Wang Hui, Song Aiguo, Li Bowei, Xu Baoguo, Li Yangming
School of Instrument Science and Engineering, Southeast University, Nanjing, Jiangsu, China.
Biorobotics Lab, Electrical Engineering Department, University of Washington, Seattle, WA, USA.
Technol Health Care. 2015;23 Suppl 2:S249-62. doi: 10.3233/THC-150960.
Study of imagination offers a perfect setting for study of a large variety of states of consciousness.
Here, we studied the characteristics of two electroencephalographic (EEG) patterns evoked by two different imaginary tasks and evaluated the binary classification performance.
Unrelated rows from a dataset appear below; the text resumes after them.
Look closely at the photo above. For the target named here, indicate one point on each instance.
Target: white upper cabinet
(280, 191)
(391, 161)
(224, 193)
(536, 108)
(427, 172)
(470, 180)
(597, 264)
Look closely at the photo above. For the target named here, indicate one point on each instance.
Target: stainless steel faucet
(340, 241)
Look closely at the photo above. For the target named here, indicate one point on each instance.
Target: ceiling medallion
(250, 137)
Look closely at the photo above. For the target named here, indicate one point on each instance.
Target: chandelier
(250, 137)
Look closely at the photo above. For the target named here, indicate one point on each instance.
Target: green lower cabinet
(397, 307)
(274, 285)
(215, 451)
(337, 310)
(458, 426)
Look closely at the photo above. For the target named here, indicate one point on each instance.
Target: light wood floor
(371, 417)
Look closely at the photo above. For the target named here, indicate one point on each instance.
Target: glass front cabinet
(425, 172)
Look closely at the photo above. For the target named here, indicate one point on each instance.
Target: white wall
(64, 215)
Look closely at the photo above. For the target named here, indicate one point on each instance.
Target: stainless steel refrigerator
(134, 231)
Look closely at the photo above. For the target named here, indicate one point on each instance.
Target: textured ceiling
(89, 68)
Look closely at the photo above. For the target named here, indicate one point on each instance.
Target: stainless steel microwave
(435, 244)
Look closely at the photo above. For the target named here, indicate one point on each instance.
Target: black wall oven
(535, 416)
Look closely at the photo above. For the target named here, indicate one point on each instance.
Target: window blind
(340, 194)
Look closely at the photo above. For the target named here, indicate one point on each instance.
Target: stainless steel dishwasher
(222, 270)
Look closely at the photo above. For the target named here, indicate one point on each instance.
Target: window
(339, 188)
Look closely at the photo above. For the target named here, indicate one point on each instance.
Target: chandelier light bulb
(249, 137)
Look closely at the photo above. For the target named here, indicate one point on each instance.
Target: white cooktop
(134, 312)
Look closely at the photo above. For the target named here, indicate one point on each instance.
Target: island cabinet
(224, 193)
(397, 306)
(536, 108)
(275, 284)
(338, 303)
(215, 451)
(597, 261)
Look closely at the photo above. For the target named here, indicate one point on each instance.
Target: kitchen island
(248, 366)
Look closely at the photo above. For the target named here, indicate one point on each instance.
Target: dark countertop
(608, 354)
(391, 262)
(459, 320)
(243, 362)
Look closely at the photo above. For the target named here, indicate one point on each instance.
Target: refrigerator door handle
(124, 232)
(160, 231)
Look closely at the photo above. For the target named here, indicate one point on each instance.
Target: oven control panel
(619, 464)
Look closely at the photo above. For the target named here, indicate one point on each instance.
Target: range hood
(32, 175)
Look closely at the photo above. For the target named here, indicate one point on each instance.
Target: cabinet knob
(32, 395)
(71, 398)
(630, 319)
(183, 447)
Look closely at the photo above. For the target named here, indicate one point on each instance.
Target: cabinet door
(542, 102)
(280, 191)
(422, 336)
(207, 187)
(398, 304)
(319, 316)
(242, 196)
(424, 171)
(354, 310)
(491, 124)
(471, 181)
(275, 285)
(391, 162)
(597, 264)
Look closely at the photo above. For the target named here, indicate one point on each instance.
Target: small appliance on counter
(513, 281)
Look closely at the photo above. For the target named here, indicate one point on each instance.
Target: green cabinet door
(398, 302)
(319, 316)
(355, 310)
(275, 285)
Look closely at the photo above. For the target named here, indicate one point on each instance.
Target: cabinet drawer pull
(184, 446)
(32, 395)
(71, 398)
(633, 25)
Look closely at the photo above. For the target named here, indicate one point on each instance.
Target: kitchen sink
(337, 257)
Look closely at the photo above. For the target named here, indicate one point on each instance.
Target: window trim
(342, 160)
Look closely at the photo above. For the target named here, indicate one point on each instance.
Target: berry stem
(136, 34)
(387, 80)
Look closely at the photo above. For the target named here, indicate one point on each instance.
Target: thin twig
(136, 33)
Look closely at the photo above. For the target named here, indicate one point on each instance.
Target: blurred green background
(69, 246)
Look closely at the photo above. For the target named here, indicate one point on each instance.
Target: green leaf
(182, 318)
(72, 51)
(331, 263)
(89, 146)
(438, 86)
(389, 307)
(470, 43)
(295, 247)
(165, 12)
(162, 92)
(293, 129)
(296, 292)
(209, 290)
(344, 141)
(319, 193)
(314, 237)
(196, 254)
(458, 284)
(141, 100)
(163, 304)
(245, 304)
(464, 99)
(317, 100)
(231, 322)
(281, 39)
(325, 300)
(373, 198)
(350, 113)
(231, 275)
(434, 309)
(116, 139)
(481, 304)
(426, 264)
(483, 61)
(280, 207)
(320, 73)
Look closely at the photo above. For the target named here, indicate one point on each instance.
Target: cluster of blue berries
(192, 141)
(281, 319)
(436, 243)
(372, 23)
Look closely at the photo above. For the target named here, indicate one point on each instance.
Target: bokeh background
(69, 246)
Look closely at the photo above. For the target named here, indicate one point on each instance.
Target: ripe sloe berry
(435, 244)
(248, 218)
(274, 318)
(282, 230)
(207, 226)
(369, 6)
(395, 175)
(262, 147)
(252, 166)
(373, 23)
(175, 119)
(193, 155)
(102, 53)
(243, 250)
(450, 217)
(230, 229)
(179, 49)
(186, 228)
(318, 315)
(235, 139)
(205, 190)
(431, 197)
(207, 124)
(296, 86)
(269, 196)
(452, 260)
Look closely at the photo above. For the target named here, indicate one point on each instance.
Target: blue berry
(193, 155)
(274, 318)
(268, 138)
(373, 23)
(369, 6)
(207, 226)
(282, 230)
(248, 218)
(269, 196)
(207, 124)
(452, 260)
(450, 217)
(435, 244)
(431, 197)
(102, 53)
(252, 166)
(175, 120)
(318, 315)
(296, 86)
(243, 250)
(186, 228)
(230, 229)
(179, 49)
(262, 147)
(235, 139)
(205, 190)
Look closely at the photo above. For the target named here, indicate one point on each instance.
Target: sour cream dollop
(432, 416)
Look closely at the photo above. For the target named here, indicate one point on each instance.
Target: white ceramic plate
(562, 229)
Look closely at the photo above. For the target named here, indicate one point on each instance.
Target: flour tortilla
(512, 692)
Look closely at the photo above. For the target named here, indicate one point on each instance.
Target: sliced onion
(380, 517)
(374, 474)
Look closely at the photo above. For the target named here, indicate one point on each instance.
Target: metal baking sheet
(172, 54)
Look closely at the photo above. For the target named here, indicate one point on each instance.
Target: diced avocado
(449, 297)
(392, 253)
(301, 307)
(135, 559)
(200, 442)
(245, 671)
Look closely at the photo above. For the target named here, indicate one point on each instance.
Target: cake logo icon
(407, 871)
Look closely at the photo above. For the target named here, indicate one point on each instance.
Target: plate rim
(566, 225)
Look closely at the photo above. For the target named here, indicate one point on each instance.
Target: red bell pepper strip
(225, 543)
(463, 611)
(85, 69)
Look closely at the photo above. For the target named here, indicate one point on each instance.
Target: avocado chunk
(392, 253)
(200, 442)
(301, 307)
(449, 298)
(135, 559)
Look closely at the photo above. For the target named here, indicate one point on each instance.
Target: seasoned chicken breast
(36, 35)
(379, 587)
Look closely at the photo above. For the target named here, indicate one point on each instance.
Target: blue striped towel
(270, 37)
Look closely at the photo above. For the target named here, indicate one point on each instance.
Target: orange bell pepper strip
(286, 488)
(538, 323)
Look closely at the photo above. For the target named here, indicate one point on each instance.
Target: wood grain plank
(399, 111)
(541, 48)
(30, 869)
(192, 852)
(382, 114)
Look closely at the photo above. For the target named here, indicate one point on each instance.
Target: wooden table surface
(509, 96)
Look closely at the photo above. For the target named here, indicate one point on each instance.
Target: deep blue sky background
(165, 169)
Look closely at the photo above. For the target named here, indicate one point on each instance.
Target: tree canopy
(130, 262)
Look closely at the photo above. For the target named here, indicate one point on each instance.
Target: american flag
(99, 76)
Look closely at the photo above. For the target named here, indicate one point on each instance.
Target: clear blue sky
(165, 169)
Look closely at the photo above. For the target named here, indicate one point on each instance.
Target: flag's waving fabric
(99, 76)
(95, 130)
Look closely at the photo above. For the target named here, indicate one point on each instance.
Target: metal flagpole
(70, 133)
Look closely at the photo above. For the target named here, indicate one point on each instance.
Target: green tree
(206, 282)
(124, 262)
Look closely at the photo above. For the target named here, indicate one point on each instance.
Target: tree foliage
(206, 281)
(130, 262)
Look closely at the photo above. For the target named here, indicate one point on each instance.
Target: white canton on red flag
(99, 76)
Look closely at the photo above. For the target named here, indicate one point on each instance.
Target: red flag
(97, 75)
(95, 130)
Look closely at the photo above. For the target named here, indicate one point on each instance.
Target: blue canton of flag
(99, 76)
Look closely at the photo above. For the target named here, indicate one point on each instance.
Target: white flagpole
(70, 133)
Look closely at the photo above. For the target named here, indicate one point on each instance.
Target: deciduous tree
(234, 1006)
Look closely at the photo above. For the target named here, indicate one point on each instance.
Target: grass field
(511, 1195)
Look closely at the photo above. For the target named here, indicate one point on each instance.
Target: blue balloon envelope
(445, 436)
Fifteen individuals (11 male and 4 female, age range of 22 to 33) participated in five sessions of 32-channel EEG recordings. Only by analyzing the subjects' output EEG signals from the central parieto-occipital region of PZ electrode, under the circumstances of consciousness of relaxation-meditation or tension-imagination, we carried out the experiment of feature extraction for spontaneous EEG, as the subjects were blindfolded but asked to open their eyes all the same. The Hilbert-Huang Transform (HHT) was utilized to obtain the Hilbert time-frequency amplitude spectrum, and then with the feature vector set extracted, a two-class Fisher linear discriminant analysis classifier was trained for classification of data epochs of those two tasks.
The overall result was that about 90% (± 5%) of the epochs could be correctly classified to their originating task.
This study not only brings new opportunities for consciousness studies, but also provides a new classification paradigm for achieving control of robots based on the brain-computer interface (BCI).
对想象的研究为研究多种意识状态提供了一个理想的环境。
在此,我们研究了两种不同想象任务诱发的两种脑电图(EEG)模式的特征,并评估了二元分类性能。
15名个体(11名男性和4名女性,年龄范围为22至33岁)参加了5次32通道脑电图记录实验。在受试者处于放松冥想或紧张想象意识状态下,仅通过分析来自PZ电极中央顶枕区域的输出脑电图信号,让受试者蒙上眼睛但仍睁开眼睛,我们对自发脑电图进行了特征提取实验。利用希尔伯特-黄变换(HHT)获得希尔伯特时频幅度谱,然后提取特征向量集,训练一个两类Fisher线性判别分析分类器对这两项任务的数据片段进行分类。
总体结果是,约90%(±5%)的数据片段能够被正确分类到其原始任务。
本研究不仅为意识研究带来了新机遇,还为基于脑机接口(BCI)实现机器人控制提供了一种新的分类范式。